Lesson 1: SQL and Databases — Why Data Engineers Use Them

Course: SQL & Databases | Duration: 2 hours | Level: Intermediate

Learning Objectives

By the end of this lesson, you will be able to:

Understand when to use a database vs a CSV file
Identify the role of SQL in data engineering pipelines
Recognize SQLite as an embedded database for pipelines and prototyping
Map database concepts to pandas concepts (table → DataFrame, row → row, column → column)

Prerequisites

Section 2: Pandas Fundamentals
Section 6: ETL Pipelines (recommended)

Lesson Outline

Part 1: Databases vs Files (30 minutes)

When Files Are Enough

For many data engineering tasks, flat files (CSV, Parquet, JSON) work perfectly well:

Small to medium data: files that fit in memory (< 10GB) process efficiently with pandas
Batch reads: you read the entire dataset once, transform it, write it out
Simple pipelines: one writer, no concurrent access, no complex relationships

python

import pandas as pd
 
# This works fine for files that fit in memory
df = pd.read_csv("sales_2024.csv")
filtered = df[df["region"] == "North"]
print(f"North region rows: {len(filtered)}")

When You Need a Database

Files break down in four scenarios:

1. Concurrent writes: if multiple processes write to the same CSV simultaneously, data gets corrupted. Databases handle concurrent writes with locking and transactions.

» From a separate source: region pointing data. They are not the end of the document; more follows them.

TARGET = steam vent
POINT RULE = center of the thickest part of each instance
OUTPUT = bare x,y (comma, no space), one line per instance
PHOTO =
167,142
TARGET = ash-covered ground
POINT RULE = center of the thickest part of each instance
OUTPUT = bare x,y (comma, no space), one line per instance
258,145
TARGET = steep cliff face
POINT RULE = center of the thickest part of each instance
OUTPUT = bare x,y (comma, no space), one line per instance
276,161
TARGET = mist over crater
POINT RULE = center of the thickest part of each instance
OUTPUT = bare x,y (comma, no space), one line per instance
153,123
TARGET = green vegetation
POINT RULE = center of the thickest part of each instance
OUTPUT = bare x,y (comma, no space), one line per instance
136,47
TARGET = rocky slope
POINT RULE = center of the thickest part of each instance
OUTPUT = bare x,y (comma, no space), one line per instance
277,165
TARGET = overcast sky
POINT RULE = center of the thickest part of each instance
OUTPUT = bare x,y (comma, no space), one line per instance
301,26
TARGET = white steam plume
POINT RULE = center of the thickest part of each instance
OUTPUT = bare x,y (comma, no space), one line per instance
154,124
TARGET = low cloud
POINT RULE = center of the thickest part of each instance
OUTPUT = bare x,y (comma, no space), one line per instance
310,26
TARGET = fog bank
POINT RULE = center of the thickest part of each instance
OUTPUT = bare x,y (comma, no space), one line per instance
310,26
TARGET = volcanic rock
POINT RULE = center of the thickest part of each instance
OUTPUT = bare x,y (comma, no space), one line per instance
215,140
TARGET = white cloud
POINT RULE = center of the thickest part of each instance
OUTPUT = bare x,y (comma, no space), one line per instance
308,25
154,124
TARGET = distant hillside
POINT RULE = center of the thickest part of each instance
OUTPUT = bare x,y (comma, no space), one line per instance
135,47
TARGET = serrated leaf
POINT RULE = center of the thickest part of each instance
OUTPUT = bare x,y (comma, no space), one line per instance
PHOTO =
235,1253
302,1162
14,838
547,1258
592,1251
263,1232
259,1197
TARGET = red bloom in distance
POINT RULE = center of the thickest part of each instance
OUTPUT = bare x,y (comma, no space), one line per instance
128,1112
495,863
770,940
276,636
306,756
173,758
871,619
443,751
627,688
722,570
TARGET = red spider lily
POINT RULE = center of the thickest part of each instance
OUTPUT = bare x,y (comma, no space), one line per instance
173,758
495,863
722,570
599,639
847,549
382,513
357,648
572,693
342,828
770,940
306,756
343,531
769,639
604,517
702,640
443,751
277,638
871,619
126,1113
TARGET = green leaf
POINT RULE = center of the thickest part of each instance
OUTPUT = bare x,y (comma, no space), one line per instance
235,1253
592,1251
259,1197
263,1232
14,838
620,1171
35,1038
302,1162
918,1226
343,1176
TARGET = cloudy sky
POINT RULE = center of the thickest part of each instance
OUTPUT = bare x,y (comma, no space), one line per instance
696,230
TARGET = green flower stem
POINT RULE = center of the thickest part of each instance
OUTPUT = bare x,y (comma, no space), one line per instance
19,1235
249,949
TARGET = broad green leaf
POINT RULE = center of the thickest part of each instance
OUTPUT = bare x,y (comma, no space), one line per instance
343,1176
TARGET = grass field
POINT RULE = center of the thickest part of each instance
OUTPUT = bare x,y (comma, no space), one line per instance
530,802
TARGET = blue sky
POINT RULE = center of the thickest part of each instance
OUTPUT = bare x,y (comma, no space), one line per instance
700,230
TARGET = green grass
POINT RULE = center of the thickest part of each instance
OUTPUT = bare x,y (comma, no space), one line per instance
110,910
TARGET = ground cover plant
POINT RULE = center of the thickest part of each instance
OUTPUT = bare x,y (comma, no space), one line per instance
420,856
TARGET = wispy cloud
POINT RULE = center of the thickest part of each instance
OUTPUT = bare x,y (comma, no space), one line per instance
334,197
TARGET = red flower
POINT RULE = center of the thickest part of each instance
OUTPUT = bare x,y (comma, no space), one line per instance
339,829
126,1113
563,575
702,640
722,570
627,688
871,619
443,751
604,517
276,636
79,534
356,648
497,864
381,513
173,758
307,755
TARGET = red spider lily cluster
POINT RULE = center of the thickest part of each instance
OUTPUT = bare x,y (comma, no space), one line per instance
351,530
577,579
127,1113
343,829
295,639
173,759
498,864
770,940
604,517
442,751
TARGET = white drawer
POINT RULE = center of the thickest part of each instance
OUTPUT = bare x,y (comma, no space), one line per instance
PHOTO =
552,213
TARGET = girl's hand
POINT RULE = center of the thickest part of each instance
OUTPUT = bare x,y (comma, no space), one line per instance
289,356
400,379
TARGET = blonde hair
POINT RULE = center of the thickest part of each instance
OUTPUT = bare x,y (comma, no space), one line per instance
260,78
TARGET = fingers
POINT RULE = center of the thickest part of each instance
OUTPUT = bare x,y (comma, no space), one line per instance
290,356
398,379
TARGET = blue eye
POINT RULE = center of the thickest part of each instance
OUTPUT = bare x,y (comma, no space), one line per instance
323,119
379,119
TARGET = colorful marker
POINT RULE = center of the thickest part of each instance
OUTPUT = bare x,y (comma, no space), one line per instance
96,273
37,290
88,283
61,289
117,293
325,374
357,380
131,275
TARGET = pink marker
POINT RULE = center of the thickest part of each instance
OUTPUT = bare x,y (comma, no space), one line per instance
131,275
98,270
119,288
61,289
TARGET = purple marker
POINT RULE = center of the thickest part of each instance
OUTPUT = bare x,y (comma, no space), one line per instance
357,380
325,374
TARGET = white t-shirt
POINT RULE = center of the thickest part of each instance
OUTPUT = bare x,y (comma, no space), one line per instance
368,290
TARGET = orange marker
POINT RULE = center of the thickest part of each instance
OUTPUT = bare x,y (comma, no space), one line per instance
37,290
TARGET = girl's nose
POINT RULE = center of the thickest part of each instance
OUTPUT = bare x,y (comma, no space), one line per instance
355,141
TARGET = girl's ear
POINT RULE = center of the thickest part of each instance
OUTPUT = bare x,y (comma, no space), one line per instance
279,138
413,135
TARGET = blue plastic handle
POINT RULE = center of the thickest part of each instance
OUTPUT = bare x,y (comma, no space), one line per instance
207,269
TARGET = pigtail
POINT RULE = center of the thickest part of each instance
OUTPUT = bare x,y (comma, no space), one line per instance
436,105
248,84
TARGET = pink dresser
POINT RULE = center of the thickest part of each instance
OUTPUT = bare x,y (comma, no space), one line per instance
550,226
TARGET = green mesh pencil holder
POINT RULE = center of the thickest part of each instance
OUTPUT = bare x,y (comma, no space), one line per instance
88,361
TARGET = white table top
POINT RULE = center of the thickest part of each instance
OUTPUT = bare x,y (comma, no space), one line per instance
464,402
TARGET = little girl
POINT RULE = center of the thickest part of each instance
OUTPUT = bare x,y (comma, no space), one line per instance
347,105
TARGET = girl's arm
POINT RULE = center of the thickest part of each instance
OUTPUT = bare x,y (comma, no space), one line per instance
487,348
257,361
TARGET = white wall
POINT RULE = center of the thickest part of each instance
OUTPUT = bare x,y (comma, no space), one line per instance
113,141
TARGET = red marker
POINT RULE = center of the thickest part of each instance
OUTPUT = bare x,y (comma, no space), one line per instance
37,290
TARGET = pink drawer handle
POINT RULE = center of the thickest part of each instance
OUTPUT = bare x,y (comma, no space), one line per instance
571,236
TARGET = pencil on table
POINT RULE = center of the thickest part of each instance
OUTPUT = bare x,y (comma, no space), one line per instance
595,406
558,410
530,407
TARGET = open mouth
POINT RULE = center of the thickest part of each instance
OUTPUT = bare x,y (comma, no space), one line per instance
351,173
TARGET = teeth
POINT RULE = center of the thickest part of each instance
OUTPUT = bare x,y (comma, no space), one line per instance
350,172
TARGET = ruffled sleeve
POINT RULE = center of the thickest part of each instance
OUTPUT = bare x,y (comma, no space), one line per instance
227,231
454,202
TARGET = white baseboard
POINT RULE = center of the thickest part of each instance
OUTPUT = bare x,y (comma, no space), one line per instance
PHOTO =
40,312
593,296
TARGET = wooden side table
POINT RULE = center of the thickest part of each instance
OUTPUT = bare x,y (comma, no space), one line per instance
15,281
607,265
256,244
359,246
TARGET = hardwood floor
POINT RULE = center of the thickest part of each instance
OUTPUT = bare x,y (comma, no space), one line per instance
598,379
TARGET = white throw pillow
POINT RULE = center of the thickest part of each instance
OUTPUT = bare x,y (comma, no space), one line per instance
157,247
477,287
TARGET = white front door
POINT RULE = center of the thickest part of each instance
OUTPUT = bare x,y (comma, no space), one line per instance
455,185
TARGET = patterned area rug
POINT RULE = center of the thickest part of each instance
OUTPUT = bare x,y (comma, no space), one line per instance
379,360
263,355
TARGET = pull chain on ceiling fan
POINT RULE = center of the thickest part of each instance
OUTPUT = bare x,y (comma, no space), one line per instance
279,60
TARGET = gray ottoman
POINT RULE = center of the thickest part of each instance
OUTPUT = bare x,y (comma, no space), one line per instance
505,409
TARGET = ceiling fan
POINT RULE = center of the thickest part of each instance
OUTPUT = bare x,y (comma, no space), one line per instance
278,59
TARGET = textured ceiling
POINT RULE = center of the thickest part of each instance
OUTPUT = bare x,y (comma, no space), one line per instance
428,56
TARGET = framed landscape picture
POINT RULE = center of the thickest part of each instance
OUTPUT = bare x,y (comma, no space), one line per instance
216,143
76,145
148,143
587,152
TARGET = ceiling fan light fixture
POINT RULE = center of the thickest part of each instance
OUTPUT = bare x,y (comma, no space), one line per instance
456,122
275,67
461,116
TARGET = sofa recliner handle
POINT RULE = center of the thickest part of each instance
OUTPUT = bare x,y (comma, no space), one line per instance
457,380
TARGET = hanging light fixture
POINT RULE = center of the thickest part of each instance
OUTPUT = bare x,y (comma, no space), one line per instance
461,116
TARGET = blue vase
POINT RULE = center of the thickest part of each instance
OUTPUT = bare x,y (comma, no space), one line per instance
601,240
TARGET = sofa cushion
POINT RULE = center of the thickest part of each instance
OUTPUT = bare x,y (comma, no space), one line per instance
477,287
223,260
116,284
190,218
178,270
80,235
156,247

2. Complex queries on large data: reading a 1M row CSV to filter 10 rows loads all 1M rows into memory first. A database executes the filter server-side and only returns the 10 matching rows.

python

# Without a database: load everything, then filter
# This reads ALL 1M rows into memory just to get 10
df = pd.read_csv("transactions.csv")  # 1M rows, 500MB
result = df[df["transaction_id"] == 12345]  # 10 rows
 
# With a database: filter happens in the DB, only 10 rows sent over the wire
# result = pd.read_sql("SELECT * FROM transactions WHERE transaction_id = 12345", conn)

3. Referential integrity: databases enforce relationships — you cannot add an order for a customer that does not exist. Files have no enforcement mechanism.

4. Data that does not fit in memory: a 500GB dataset can live in a database and be queried efficiently; it cannot be loaded into a pandas DataFrame.

Types of Databases

Data engineers work with all three categories:

Category	Examples	Use Case
Relational (RDBMS)	SQLite, PostgreSQL, MySQL	Transactional data, normalized schemas, ACID guarantees
Column-store (OLAP)	BigQuery, Snowflake, Redshift	Analytical queries on billions of rows, aggregations
NoSQL	MongoDB, Redis, Cassandra	Flexible schemas, key-value lookups, document storage

This section focuses on relational databases using SQLite — the most portable option, with no server required.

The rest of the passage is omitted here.